7. Observation and interview on 7/20/17 at 1:10 p.m. in the hallway by the ER rooms, x-ray room, and CT scan room with the radiology director, RN F and G revealed:*The radiology director's office was also in that hallway and sometimes she had to direct ER patients to the nurses station when they did not know where to go.
*They confirmed the rooms in that hallway were not locked, and anyone would have had access to them.
-Those areas should have been limited to authorized individuals or that staff was aware someone was near them.
*The nurses station had a camera that showed that ER entrance, but staff was not always at the nurses station to see that.
8. Review of the provider's July 2017 Hospital Day Shift and Night Shift checklists revealed:*All cabinets should have been locked in ER rooms.
*Outdated medications and supplies should have been checked twice a month.
-That had been initialed as completed on the seventh of July 2017.

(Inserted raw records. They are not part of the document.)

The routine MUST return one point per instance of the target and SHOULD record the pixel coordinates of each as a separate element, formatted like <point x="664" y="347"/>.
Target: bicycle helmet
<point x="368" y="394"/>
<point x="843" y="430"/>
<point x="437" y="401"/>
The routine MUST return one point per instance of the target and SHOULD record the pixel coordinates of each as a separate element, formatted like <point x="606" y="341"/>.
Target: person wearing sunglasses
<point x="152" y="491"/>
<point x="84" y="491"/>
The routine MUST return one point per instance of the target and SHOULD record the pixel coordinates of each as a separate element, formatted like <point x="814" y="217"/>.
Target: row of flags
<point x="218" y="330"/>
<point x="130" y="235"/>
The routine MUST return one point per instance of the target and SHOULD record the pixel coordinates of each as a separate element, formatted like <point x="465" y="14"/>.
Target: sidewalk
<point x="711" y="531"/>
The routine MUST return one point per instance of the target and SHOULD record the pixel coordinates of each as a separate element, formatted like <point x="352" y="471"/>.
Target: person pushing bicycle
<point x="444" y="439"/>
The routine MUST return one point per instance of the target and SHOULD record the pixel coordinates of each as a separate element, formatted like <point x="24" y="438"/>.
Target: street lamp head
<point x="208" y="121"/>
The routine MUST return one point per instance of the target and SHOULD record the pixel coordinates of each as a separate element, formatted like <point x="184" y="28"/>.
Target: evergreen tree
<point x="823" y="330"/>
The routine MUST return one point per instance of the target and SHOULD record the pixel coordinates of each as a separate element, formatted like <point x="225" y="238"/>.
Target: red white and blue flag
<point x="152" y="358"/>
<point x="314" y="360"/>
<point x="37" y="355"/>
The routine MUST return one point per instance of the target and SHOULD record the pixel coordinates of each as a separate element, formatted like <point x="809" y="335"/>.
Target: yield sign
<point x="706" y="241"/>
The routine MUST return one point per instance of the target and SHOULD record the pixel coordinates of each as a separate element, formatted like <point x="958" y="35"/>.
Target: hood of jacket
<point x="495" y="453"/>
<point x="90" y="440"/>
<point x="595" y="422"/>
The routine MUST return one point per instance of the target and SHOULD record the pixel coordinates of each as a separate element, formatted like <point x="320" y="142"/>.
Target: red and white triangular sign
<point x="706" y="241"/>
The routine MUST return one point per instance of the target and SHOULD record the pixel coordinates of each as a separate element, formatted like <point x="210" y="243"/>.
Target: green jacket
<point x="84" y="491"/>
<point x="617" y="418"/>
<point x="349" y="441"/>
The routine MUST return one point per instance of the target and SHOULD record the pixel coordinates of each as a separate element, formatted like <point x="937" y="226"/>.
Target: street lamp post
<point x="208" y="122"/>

Review of the provider's revised 12/15/10 Medication Security policy revealed:*"All drugs in this hospital shall be accessible only to authorized personnel."*"All drugs, except those intended for crash cart use, will be stored in lockable containers or areas."*"Controlled drugs will be double locked at all times prior to use (see Controlled Substances Policy)."*"All medications at nursing stations shall be in lockable storage at all times. Medications are stored either in lockable medication carts or the medication room. Floor stock in the medication room. Authorized personnel include registered nurses (RN), licensed practical nurses (LPN), pharmacist and pharmacist interns. When unattended the medication carts and medication rooms are to be locked."*"Medication security in ancillary departments is in locked cabinets or drawers. Responsibility for security rests with the pharmacist and director of nursing services."
Review of the provider's revised 9/20/07 Controlled Substances policy revealed:
*For pharmacy storage:
-"All Schedule II drugs are stored in a double locked narcotics cabinet."-"Keys are to the cabinets are kept in a secure location within the pharmacy"

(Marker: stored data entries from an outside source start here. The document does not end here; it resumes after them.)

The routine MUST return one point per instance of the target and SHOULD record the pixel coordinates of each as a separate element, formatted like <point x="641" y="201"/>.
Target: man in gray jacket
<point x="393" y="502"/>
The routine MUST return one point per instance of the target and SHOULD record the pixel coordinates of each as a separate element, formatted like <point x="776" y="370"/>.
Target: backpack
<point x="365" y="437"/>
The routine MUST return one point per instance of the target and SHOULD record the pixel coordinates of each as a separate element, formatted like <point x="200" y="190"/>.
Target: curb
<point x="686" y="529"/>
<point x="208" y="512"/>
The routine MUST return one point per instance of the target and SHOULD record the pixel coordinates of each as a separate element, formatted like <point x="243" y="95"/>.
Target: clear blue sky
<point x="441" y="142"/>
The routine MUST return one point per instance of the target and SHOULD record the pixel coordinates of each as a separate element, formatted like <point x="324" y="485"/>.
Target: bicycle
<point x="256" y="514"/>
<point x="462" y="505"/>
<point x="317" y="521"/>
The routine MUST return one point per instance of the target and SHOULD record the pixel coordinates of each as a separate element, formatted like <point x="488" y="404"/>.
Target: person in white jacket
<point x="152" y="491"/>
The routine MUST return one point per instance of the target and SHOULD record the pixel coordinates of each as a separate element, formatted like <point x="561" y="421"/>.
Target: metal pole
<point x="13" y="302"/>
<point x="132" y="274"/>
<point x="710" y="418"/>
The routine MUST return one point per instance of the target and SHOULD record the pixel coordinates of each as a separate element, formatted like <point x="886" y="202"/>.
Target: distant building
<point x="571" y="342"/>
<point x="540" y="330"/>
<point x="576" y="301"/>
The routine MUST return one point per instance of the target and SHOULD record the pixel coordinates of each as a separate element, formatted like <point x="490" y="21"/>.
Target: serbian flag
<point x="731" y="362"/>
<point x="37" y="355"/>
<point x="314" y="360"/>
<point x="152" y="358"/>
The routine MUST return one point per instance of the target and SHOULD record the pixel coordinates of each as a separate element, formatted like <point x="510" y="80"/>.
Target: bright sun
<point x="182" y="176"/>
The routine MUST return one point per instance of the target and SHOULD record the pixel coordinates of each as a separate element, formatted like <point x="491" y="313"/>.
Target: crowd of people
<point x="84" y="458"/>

*For medications at the patient care unit:-"All doses of controlled substances at the nurses' station are tracked on a perpetual inventory control record kept in the medication storage room...All doses removed from the inventory in the medication room by the nursing staff for patient administration are signed off the control sheet by the nurse. At each change of shift, the actual physical count of all controlled substances in the medication room is verified with the count on the sheet and signed by two nurses (the nurse from the shift that is ending and the nurse from the shift that is beginning) as verified on the sheet including date and time..."
*There was no specific mention of the security of the keys or medication cart code entry system at the patient care units.

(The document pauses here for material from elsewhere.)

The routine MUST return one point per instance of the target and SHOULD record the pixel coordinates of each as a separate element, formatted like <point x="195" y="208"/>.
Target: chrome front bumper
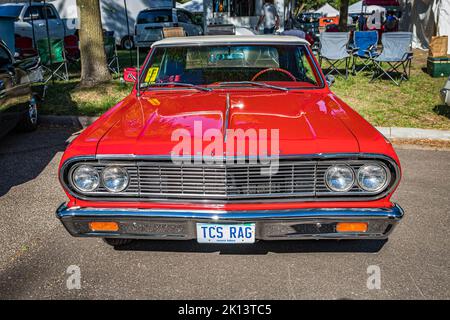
<point x="270" y="224"/>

Review of the provider's revised 6/18/09 Emergency Medications policy revealed "...Controlled substances are stored only in the crash cart..." which did not match with the observation above.
Tag No.: C0337
Based on record review and interview, the provider failed to ensure:
*There was a quality assurance improvement policy in place for the facility.
*All hospital services participated in quality improvement
Findings include:
1. Interview and review on 7/19/17 at 2:45 p.m. of the provider's quality improvement data with the director of nursing revealed:
*She was not able to locate the quality assurance and improvement policy. Therefore it was not available for review.
*She thought the policy was in a box in storage, and it was not on her computer.
*The services of laundry and maintenance had not been part of the facility's quality assurance and improvement program.